I seem to enjoy the little things in life rather than the big ones, so I suppose that is a cost cutter within itself. I don't have a boat, camper, expensive vehicles, nor am I a vacation person. My carpet will probably disintegrate before I buy a new one. I have a washer-dryer in the basement that has been exposed to some moisture and is actually rusty on top, but it still works as well as a new one, so I will keep it until it collapses. 
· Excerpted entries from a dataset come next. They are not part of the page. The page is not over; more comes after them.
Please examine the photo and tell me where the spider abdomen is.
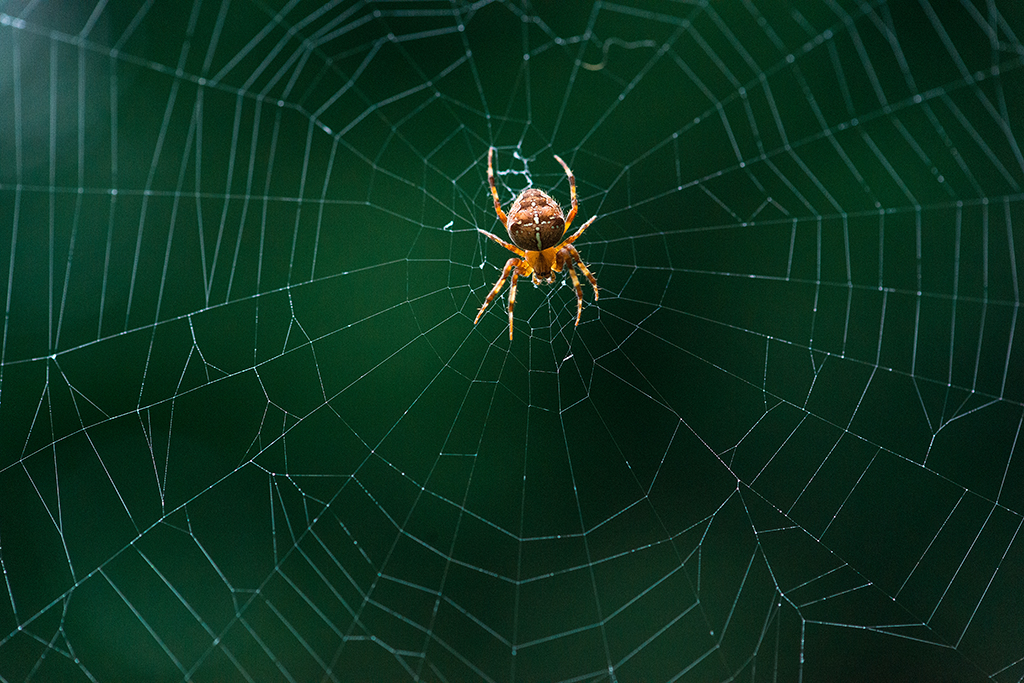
[508,187,565,251]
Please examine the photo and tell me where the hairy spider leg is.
[481,147,505,227]
[557,244,598,327]
[555,155,583,232]
[565,216,597,245]
[473,256,522,331]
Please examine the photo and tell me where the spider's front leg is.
[473,257,532,340]
[473,256,520,325]
[556,244,598,327]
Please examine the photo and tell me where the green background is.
[0,0,1024,681]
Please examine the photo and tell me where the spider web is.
[0,0,1024,681]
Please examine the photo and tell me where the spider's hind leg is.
[473,257,519,325]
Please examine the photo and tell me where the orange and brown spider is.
[473,147,597,339]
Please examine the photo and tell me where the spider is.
[473,147,597,340]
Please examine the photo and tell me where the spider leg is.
[565,216,597,247]
[487,147,509,227]
[473,258,519,325]
[555,155,583,232]
[568,263,583,328]
[557,241,598,301]
[509,267,519,341]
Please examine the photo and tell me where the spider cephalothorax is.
[473,147,597,339]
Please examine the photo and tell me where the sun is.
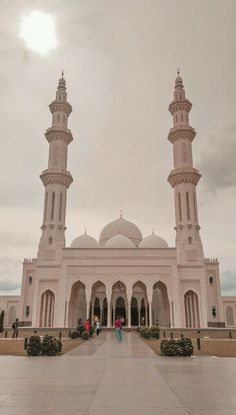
[20,11,57,55]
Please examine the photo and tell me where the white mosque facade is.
[0,74,236,328]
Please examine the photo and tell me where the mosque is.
[0,73,236,328]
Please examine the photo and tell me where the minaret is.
[168,70,203,263]
[38,72,73,260]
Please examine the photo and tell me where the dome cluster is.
[70,216,168,249]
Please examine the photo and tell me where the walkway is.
[0,333,236,415]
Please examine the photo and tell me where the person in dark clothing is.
[12,318,19,339]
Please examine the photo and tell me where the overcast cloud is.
[0,0,236,294]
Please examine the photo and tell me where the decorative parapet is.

I know some people that can walk in a store with the intent to buy a couple of items and come out with a cart full, but that's not me.

I consider myself a middle of the road person. When it come to clothes, for example, I'm neither a yard-sale or Macy's person; I'm a Wal-Mart guy.


----------



## Anonymous07 (Aug 4, 2012)

My husband and I live on a very small income, and we make it work. 

We do so by:

- Rarely going out to eat. Home cooked meals are a lot cheaper(and healthier) than going out. If we do go out to eat, we use a gift card and/or a coupon. I also make larger dinners to have left overs that can be eaten the next day for lunch and make my son's baby food. 

- Not having cable. We share a Netflix account with my in-laws, so we split the cost on that, too. You can set up 'profiles' on Netflix, so each person has their own section. We also just have an antenna(cost us $10) for regular tv channels.

- Printing out coupons/cutting coupons for what you need at the store and buying non-brand name items. Typically the non-brand name item is the same as the brand name, but in different packaging. I buy equate brand face lotion instead of Olay. 

- Shopping at the farmers market. There is a farmers market down the street from me where I get all of our fruits, veggies, etc. for super cheap. I can get an overflowing basket full for about $15 to $20. It's really nice. 

- Being smart about drinks. We only buy milk and 100% juice(store brand), then have a Brita filter for water. Much cheaper than buying water bottles or other things for water. Also only have alcohol at home, vs buying a very expensive glass at a restaurant/bar. 

- Buying used. Many things can be bought used and save a lot of money. I shop the second hand store for my son's clothing and many of his toys. I can buy 4 different outfits for the price of one at a department store. Also bought an outdoor climber/play set for my son for over 50% off of what it would cost at the store. A used car is also much better since a new car will depreciate big time just driving off the lot. 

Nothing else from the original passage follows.